David Aimone


David resides in Saratoga Springs, NY

As a musician and coming from a musical and creative family, I look to make artistic images though photography.

I love to work with natural light, to find the beauty in subjects from people to landscapes.  I am not a huge fan of strobe or studio lights, but I do use them on occasion.  Using old lenses, various types of film, and exploring image production through techniques from digital manipulation through digital negatives to handcrafted prints are all part of my repertoire.

As far as beauty is concerned, it can be found in the subject itself, the lighting which renders the subject, the textures in the images, or the patterns that make up the image.  One of my main goals is to portray a subject or a theme in a way that is not common or expected, through those aspects of beauty listed above.  When working with people, I try to draw upon their individuality and their inner essence and establish a deeper working relationship.  Here my goal is to photograph the subject for it’s inherent traits or beauty, as opposed to layering what society expects to see in the individual though advertising, selling, stereotypes, etc.

The blending of old and new, as well as traditional photography and other artforms, is something I am also very interested in.  This began with shooting and developing film, continued with large format and the use of old, sometimes “imperfect” lenses (by modern standards).  I am attracted to soft focus images and pictorialism.  Pinhole and zoneplate cameras continued taking me in this direction, and now using alternative methods of printing on handcoated paper is another recent way for me to create images that are handmade, unique and expressive.  In the future I plan to sometimes combine these traditional and modern techniques with other visual arts, such as coloring, toning, painting and collage.


My works combine and synthesize modern photographic technology with very traditional tools and techniques to achieve a very personal and contemporary synthesis.
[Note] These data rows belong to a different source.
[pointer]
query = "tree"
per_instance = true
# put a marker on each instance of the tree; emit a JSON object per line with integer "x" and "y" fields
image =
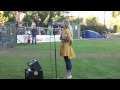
{"x": 40, "y": 18}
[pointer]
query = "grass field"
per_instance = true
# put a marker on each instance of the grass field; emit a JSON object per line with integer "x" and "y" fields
{"x": 95, "y": 59}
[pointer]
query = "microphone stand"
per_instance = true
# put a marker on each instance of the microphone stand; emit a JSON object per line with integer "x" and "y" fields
{"x": 55, "y": 55}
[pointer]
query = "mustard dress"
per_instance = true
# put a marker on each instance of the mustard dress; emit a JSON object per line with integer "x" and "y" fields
{"x": 65, "y": 48}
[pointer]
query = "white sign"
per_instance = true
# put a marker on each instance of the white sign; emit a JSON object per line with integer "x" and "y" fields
{"x": 39, "y": 38}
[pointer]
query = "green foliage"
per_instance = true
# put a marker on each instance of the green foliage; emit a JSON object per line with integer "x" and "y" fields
{"x": 40, "y": 18}
{"x": 9, "y": 16}
{"x": 95, "y": 59}
{"x": 92, "y": 24}
{"x": 28, "y": 20}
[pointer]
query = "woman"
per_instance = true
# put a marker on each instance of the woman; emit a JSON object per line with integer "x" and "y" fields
{"x": 66, "y": 49}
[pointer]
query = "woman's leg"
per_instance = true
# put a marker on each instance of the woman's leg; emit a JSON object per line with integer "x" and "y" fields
{"x": 68, "y": 67}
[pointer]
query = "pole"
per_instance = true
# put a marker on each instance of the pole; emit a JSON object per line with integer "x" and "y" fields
{"x": 55, "y": 54}
{"x": 54, "y": 32}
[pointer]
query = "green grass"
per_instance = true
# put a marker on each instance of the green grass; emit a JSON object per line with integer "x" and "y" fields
{"x": 95, "y": 59}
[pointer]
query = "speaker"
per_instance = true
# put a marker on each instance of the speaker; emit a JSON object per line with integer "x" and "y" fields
{"x": 32, "y": 74}
{"x": 34, "y": 65}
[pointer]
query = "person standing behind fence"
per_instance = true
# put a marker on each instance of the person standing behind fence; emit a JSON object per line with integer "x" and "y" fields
{"x": 66, "y": 49}
{"x": 34, "y": 33}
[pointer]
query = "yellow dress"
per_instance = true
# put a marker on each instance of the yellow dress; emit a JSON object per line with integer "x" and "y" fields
{"x": 66, "y": 49}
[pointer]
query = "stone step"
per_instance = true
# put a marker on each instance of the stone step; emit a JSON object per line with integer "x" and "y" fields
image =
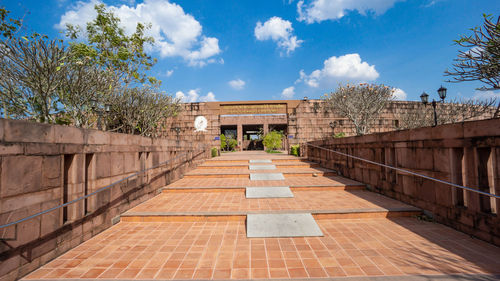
{"x": 243, "y": 166}
{"x": 245, "y": 161}
{"x": 247, "y": 175}
{"x": 244, "y": 182}
{"x": 242, "y": 216}
{"x": 198, "y": 189}
{"x": 236, "y": 203}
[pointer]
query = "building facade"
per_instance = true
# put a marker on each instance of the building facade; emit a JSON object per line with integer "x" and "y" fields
{"x": 299, "y": 120}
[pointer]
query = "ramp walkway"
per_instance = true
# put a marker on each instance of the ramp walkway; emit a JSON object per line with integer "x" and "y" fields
{"x": 310, "y": 224}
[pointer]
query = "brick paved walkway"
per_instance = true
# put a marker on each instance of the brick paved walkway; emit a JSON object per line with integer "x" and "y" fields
{"x": 400, "y": 247}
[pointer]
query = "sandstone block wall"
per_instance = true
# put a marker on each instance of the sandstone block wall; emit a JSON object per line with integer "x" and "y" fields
{"x": 464, "y": 153}
{"x": 42, "y": 166}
I am intrigued with the expressive potential of this merger, which offers a broad range of avenues to “re-present” (rather than document) forms in the visible world.

I am now exploring “alternative” (very traditional) methods of printing using the large format negatives.  These include platinum/palladium prints and Van Dyke prints on a variety of hand-coated papers.  These prints are fascinating, blending the origins of photography with contemporary techniques, and blurring the lines between photography and other two-dimensional art forms.

Focusing on film and hand-made prints, I continue to explore new methods of creating images that present my subjects in new and captivating ways. The end products stand as images to sense and experience rather than narratives to be understood.